Kürtler, Erdoğan-Davutoğlu ikilisinin bu eylemini tartışacaklarına, önce aynanın karşısına geçip biraz kendilerine, daha sonra dönüp onlara baksınlar.
Eğer kendileriyle Erdoğan-Davutoğlu ikilisi arasında bir fark görebiliyorlarsa, bunun nedenleri üzerinde kafa yorsunlar.
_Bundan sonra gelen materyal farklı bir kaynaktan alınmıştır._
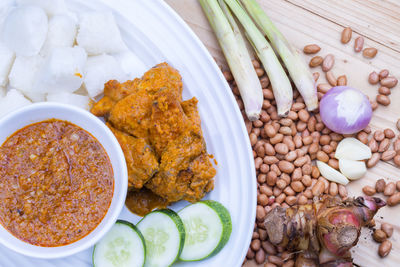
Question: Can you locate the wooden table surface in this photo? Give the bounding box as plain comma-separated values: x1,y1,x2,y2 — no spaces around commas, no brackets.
166,0,400,267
Erdoğan-Davutoğlu ikilisi, yönettikleri devlete bir harç katmak için hayali ecdad yaratıp, kime ait oldukları bile belli olmayan üç parça kemik için uluslararası operasyon yaparlarken, onların bu operasyonuyla dalga geçen Kürtlerin kaçı kendi öz dedelerinin hala kayıp olan kemikleri ile ilgilenebiliyor.
Erdoğan-Davutoğlu ikilisi, hayali ecdadlarıyla övünüp onlara sahip çıkarlarken, onları yerden yere vuran kaç Kürt Şeyh Mahmut Berzenci’den, Şeyh Ubeydullah Nehri’den, Mîr Bedirxan’dab haberdar.
Kaç Kürt Şeyh Said, Seyit Rıza, Kadi Muhammed ve Mustafa Barzani’ye sahip çıkabiliyor.
Erdoğan-Davutoğlu ikilisi, sahip oldukları devletlerinin bekası için, Tek Dil, Tek Millet, Tek Din, Tek Bayrak ve Tek Devlet şiarıyla hareket ederlerken, onların bu tek-teklerine karşın kaç Kürt kendi diline sahip çıkabiliyor.
Erdoğan-Davutoğlu ikilisi, bir tek çakıl taşından vazgeçmeyiz derlerken, onlarla aynı dalga da buluşun Sırrı Sürreya Önder’in; „Kürdistan sadece Kürtlerin vatanı değil“ sözlerine kaç Kürt itiraz edebiliyor.
Bu türden soruları çoğaltmak mümkün, ancak bunlar bile tek başına Kürtlerin içinde bulundukları çıkmazı ortaya koymaya yetiyor.
Hiç kuşkusuz, birilerinin bu yazdıklarıma itirazı olabilir. Olmalaıdır da…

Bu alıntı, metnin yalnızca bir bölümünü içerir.